A team of IBMers built a “matching pairs” classifier to compare responses from the tuned models to select base models. They devised a method to select prompts that would elicit clues about the models’ underlying training data. If a pair of responses were close enough, it likely meant the models were related.
“Genetics tells you how people are related,” said Rawat, at IBM. “It’s the same thing with LLMs, except their characteristics are encoded in their architecture, and the data and algorithms used to train them.”

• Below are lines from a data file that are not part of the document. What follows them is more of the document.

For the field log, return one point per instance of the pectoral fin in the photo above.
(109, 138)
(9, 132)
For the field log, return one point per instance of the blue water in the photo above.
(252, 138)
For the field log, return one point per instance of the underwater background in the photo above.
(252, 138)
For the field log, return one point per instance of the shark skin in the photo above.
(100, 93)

Rawat and his colleagues recently presented their work at this year’s Association of Computational Linguistics conference (ACL). (Check out their demo here). “The advantage of automating the attribution task with ML is that you can find the origins of one particular model in a sea of models,” he said.
Other tools are being built to provide insight into an LLM’s behavior, allowing users to trace its output to the prompts and data points that produced it. One recent algorithm uses contrastive explanations to show how a slightly reworded prompt can change the model’s prediction. For example, adding the word “jobs” to the news headline, “Many technologies may be a waste of time and money,” can cause the model to categorize the story as “business” instead of “science and technology.” Another new algorithm can pick out the training data that most contributed to the model’s response.
IBM has long advocated for explainable, trustworthy AI. In 2018, IBM was the first in the industry to launch a free library of bias mitigation algorithms, the AI Fairness 360 (AIF360) toolkit, and incorporate bias mitigation and explainability into its own products. These features are embedded in watsonx and will be strengthened with the November release of watsonx.governance, a toolkit for driving responsible, transparent, and explainable AI workflows.
IBM will also continue to work on a broad set of transparency tools available to everyone. “Source attribution is a key to making foundation models trustworthy,” says IBM researcher Kush Varshney. “If you know the source of what you’re reading, you can evaluate its accuracy and whether it’s been plagiarized or has been improperly leaked.”